Your cooperation is urgently required

Suppose you have the choice of receiving a $20 bill or a $100 bill, which will you opt for, you clever financier, you? Wait! There's a catch. The same offer is being made to 999 other people. And if more than 200 of you long reachers go for the $100 bill, nobody gets anything.

Will the rules of the game inspire you to be cautious, requesting the sure-thing $20? Or will you deviously assume that at least 800 other people will play it safe, justifying your greedy grab for $100 as a reasonable gamble?

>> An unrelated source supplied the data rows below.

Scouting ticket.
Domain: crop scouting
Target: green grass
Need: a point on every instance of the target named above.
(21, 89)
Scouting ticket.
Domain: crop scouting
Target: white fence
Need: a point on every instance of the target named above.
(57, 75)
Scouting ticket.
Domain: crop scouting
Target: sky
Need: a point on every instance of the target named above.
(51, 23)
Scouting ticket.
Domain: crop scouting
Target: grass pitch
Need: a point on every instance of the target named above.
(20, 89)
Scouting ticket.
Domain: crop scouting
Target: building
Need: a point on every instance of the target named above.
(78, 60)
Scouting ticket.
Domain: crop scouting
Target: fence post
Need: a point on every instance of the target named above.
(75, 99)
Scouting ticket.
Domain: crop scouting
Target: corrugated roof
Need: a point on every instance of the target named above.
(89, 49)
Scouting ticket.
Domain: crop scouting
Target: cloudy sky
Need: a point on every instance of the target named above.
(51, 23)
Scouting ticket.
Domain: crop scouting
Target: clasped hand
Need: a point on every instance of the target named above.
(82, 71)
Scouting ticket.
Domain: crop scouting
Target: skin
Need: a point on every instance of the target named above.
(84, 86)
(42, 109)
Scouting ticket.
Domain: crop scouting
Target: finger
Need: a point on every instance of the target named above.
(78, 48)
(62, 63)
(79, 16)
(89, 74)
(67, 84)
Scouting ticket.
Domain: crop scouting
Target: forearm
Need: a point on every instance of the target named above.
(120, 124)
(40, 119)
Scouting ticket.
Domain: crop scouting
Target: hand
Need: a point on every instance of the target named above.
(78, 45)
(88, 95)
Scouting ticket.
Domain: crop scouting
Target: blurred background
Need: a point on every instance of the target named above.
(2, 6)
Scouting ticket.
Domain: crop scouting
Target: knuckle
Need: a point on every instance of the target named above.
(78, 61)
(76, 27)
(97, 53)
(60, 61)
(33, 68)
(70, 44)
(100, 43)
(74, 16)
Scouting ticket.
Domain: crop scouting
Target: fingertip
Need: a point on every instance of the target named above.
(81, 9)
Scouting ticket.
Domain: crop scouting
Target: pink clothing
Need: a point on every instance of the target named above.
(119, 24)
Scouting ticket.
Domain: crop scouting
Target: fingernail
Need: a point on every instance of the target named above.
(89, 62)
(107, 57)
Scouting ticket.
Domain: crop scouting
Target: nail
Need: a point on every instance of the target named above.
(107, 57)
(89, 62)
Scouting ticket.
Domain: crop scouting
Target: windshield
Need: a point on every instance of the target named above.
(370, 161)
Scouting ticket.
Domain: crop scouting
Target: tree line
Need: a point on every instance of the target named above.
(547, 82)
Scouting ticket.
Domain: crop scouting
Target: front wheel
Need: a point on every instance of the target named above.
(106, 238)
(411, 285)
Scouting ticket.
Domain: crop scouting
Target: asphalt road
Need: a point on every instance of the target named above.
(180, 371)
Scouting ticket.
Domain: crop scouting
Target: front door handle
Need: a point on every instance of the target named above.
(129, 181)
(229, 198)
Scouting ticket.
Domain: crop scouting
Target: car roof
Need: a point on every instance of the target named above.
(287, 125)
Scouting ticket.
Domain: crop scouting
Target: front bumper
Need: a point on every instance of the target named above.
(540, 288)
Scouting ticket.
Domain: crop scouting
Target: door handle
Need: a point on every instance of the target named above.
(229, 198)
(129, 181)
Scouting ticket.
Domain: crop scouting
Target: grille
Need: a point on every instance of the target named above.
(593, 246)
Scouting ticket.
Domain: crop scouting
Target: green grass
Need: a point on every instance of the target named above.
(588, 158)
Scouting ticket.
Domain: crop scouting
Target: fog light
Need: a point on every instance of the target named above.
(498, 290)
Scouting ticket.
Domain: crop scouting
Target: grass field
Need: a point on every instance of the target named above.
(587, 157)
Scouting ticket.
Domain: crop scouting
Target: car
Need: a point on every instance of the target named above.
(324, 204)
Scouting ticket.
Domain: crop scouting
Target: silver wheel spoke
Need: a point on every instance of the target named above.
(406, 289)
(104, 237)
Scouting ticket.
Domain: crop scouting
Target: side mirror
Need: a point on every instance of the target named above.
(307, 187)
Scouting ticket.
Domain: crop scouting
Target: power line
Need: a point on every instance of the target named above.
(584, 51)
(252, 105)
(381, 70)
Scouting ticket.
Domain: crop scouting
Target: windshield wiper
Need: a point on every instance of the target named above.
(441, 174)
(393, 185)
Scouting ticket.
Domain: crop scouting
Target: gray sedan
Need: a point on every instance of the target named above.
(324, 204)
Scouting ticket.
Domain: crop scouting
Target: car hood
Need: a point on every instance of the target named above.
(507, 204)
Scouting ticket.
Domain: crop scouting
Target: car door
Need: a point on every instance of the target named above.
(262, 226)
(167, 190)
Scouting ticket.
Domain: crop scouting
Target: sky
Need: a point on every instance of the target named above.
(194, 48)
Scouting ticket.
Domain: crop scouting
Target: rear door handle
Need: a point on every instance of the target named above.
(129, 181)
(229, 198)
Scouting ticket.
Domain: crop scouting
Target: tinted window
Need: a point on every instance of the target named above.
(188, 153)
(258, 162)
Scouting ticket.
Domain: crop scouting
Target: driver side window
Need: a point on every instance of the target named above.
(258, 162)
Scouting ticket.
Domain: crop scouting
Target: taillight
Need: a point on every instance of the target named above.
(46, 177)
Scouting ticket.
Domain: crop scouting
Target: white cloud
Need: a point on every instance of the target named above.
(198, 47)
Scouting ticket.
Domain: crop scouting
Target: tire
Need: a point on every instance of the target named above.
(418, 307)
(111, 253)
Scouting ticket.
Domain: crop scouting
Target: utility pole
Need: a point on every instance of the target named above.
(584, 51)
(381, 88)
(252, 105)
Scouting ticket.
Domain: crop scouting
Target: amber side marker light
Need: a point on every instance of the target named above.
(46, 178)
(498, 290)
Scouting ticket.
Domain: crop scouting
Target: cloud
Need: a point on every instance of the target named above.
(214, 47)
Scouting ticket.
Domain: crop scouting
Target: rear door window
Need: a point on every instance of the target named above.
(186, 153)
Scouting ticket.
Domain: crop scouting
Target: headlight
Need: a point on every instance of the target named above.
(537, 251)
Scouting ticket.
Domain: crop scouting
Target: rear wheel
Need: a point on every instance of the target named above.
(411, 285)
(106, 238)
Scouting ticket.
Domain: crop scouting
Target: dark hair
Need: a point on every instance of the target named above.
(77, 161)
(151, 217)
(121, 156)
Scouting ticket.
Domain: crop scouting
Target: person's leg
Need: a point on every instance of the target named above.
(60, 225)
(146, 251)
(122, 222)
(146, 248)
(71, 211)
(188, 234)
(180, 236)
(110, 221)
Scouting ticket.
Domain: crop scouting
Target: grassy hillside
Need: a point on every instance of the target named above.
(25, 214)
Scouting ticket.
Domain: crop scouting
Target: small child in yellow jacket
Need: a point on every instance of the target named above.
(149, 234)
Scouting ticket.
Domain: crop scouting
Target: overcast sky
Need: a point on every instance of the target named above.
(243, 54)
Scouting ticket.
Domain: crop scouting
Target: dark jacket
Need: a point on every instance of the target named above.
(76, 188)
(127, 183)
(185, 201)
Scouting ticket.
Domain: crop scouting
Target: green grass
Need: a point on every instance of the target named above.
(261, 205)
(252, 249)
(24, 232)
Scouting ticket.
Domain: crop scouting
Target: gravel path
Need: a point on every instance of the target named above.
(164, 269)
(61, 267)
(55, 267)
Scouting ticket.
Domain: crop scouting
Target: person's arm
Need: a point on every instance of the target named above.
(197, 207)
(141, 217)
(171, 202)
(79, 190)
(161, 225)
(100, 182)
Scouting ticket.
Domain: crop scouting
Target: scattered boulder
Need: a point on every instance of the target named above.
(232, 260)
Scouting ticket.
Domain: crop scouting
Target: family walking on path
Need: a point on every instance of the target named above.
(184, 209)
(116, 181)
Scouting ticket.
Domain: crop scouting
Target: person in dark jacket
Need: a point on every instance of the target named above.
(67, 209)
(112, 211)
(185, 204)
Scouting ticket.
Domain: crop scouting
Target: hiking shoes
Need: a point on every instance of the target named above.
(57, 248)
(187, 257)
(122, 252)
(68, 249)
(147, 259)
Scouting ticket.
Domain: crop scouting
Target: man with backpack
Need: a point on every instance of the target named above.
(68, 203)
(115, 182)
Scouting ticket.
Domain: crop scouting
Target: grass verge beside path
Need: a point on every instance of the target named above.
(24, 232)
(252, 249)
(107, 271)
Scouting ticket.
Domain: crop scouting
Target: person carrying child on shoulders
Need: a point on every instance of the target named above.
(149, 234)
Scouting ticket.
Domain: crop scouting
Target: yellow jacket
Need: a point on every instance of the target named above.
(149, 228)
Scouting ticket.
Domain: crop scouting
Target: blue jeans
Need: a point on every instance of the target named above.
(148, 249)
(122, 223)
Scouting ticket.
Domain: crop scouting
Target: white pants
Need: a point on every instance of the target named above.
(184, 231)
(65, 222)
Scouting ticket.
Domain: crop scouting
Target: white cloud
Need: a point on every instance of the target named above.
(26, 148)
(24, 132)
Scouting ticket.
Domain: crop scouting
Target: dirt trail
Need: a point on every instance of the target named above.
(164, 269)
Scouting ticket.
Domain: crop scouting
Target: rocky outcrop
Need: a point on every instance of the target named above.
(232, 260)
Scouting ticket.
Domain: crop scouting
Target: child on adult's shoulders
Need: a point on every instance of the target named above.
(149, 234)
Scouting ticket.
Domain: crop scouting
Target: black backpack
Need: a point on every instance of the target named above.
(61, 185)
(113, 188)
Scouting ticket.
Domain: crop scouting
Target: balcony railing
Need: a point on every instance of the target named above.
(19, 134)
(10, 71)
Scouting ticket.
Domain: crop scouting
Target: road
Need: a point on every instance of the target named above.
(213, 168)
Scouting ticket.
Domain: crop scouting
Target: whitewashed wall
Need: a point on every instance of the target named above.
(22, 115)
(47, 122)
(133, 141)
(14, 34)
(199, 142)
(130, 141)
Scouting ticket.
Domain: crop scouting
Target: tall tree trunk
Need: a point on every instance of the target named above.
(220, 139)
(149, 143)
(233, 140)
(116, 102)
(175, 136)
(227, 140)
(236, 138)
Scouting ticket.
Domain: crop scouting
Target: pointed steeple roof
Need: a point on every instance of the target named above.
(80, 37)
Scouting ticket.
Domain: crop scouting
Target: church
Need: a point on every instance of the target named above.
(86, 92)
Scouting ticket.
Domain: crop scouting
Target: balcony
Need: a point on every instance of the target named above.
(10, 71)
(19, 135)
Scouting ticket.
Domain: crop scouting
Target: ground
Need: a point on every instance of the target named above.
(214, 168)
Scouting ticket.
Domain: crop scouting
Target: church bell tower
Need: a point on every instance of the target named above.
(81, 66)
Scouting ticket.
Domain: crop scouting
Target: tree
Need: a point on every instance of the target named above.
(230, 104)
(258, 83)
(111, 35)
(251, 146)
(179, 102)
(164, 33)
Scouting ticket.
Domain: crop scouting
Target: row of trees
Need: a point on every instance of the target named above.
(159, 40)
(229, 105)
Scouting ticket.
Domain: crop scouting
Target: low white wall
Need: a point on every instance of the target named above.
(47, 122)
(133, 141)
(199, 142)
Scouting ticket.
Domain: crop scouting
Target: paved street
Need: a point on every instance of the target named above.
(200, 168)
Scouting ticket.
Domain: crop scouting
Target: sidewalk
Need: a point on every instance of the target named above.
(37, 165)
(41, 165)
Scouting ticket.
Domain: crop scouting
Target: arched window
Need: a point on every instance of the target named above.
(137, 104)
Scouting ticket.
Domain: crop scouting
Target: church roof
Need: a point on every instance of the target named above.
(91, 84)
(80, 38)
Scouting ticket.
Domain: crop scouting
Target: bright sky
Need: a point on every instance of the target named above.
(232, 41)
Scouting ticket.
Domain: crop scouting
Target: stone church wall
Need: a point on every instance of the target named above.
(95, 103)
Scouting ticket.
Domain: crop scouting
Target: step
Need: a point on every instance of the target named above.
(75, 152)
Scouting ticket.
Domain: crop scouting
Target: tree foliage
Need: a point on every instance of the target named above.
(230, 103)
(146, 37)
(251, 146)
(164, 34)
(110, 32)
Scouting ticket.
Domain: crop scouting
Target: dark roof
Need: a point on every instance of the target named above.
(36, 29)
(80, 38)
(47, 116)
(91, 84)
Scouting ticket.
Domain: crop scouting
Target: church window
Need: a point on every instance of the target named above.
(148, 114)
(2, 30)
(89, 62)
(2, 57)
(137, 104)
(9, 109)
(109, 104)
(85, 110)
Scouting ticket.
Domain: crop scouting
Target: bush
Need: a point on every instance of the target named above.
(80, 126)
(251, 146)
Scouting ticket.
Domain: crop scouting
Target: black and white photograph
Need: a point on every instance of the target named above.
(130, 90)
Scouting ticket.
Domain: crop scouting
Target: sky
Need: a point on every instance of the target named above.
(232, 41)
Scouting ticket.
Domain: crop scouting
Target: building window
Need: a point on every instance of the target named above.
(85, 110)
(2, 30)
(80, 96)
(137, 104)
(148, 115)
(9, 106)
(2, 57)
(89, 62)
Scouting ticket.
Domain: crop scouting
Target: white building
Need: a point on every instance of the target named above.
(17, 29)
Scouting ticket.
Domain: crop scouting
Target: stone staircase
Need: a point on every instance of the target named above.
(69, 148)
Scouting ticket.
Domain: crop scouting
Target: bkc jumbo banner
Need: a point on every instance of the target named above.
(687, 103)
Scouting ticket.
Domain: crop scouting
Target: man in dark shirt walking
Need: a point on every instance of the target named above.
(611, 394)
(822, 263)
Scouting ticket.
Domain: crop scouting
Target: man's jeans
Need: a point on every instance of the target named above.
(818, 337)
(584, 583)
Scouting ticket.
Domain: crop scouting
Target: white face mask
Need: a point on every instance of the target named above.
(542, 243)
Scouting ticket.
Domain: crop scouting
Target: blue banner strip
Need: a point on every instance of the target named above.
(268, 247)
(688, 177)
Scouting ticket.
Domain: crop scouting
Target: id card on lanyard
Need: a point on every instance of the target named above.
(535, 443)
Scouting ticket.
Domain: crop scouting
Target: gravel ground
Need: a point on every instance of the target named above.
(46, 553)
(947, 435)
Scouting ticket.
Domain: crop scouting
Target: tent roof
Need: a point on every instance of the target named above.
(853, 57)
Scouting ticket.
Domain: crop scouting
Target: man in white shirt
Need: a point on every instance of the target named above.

Science '84 magazine wonders. And so the editors have sponsored a contest to discover which way human nature hops when confronted with the $20 vs. $100 dilemma. Read your January '85 issue to find out.

Meanwhile, an essay in the October issue more than hints at which way we ought to choose by producing statistical evidence that the half-a-loaf compromise of the $20 player is a better bet than the all-or-nothing wager of the $100 player. Even the computer says so after testing out all the possible ploys. The results prompt the headline of the article to announce triumphantly: ''Nice Guys Finish First.''

And this is where we get a little lost. How come the $20 bettor automatically qualifies as a ''nice'' guy - in fact, a ''cooperative'' guy? Why does this calculating awareness of other players whose destiny is linked to his destiny deserve to be referred to as ''cooperation''?

The use of the word ''cooperation'' in this context baffles us. We suppose the lesson that selfishness doesn't pay - selfishly speaking - is the beginning of cooperation. But picking a case that measures the virtue of cooperation only in dollars and cents - an $80 differential, to be exact - strikes us as a little cool. Nor does the voice of the computer, crying, ''Cooperate! There's a fatter return,'' exactly carry the moral authority of John the Baptist.

Maybe we're sidling up here to something in the neighborhood of ''Do unto others as you would have them do unto you.'' But it's not really a neighborhood; it's more like a parimutuel board.

The truth is, the word ''cooperation'' has always baffled us. In our childhood, ''Cooperate!'' - with the exclamation point like a club - seemed to us synonymous with ''Obey!'' as the command lashed across our naughty moments.

Whenever a statesman reminds us that peace is up to The Other Fellow, we can still hear our third-grade teacher's ultimatum to the class, ''Your cooperation is required'' - with many an or-else floating in the chalk-dust air.

And now the cooperation-endorsers are telling us that collecting the $20 bet called arms agreement is better than winning the $100 bet called nuclear victory - and not living to collect it.

We can't disagree. After the Age of Narcissus or the Me Decade - choose your cliche - maybe we should be satisfied that the word ''cooperation'' is back in good standing.

But neither the schoolmarm's ultimatum nor the gambler's bet captures the essence of cooperation. The heart wants more.

Cooperation is a country that lies somewhere between pure reason and love. Lately we've been neglecting its warmer boundary.

On the subject of cooperation - one of his favorite subjects - the philosopher Martin Buber observed that the ''manifold togetherness'' of individuals merging into a cooperative ''covenant of humanity'' becomes like a ''light kindled from a leaping fire.''

The $100 (or $20) question is this: Can cooperation succeed, even on the simplest practical level, if this passion to join the human race does not become an end in itself - the very substance of cooperation?

We wouldn't bet on it - no matter what the computer says.